After today's win, the Braves are 55-53, five games behind San Francisco in the wild card standings and 6.5 games behind the Phillies in the NL East. The Braves have outscored their opponents by 27 runs on the season, a margin that ought to leave the team two games better than their actual record at 57-51. This imaginary Braves team with a record to match its run differential would be only three games out of the wild card and with fewer teams to vault to get to October.
Normally, the conclusion would be that the Braves have been unlucky and they stand a slightly better chance of making the playoffs than a normal team in their position. Unfortunately, this whole "we're unlucky and that luck will even out" mantra has become an annual refrain. The Braves have been two games below their expected record; they were six games below last year and five games below in 2006 and 2007. In other words, this is the fourth straight year in which the Braves have been "unlucky" by having a record that is poorer than their run differential. At a certain point, we have to look at explanations other than luck? How long are we going to have to wait for a season in which Atlanta wins a crazy share of one-run games and outperforms their actual merit?

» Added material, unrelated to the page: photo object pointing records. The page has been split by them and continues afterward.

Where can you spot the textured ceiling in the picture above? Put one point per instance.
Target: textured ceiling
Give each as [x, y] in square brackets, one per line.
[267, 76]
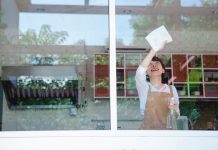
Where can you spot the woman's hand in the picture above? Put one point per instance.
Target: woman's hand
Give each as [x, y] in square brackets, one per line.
[173, 105]
[162, 46]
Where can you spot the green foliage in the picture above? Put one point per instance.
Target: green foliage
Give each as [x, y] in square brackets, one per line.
[45, 37]
[188, 108]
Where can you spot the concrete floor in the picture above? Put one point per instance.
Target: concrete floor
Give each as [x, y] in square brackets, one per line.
[96, 116]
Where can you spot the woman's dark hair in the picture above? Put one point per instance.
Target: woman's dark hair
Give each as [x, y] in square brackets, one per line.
[164, 80]
[155, 58]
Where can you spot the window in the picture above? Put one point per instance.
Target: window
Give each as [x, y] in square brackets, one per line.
[48, 74]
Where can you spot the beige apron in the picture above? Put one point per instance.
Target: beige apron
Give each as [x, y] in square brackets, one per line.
[156, 110]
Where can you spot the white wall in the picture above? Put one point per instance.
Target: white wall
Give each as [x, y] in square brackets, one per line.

So what's the explanation for why the Braves have consistently underperformed their expected records? Normally, one would point the finger at the bullpen, since it has a disproportionate impact on a team's performance in close games and a bad record in close games is the surest way to fail to match an expected record. While there have certainly been years in which a bad bullpen has hurt the Braves, this year is not one of those years. The pen hasn't been dominant, but it's at least a tad over average, so it wouldn't explain why the team has been unlucky. Sure enough, the Braves are 6-3 in extra innings and 18-15 in one-run games, so the miserable failings in close games have not popped up this year. (Did you know that the Braves were 48-88 in one-run games from 2006-08? 40 games under .500 in games that are supposed to be a coin flip? Yeesh.) We have to look somewhere else.
I'm loathe to attribute a big role to any baseball manager because the tactical aspects of the position are colossally overrated, certainly compared to football or basketball coaches. I'm also loathe to ever say anything negative about Bobby Cox, the best coach/manager that this city has seen, full stop. With those two caveats out of the way, are we hamstrung by a manager making tactical mistakes in tight games? Does anyone else have a better explanation for why the Braves are underperforming their expected record for the fourth year running? The sample size is getting a little big to be a fluke. I'm honestly open to any thoughts from the peanut gallery. I prefer any explanation other than "it's Bobby's fault." Bonus points for assigning blame to Kent Hrbek, Ed Sprague, Jim Leyritz, or Brad Ausmus.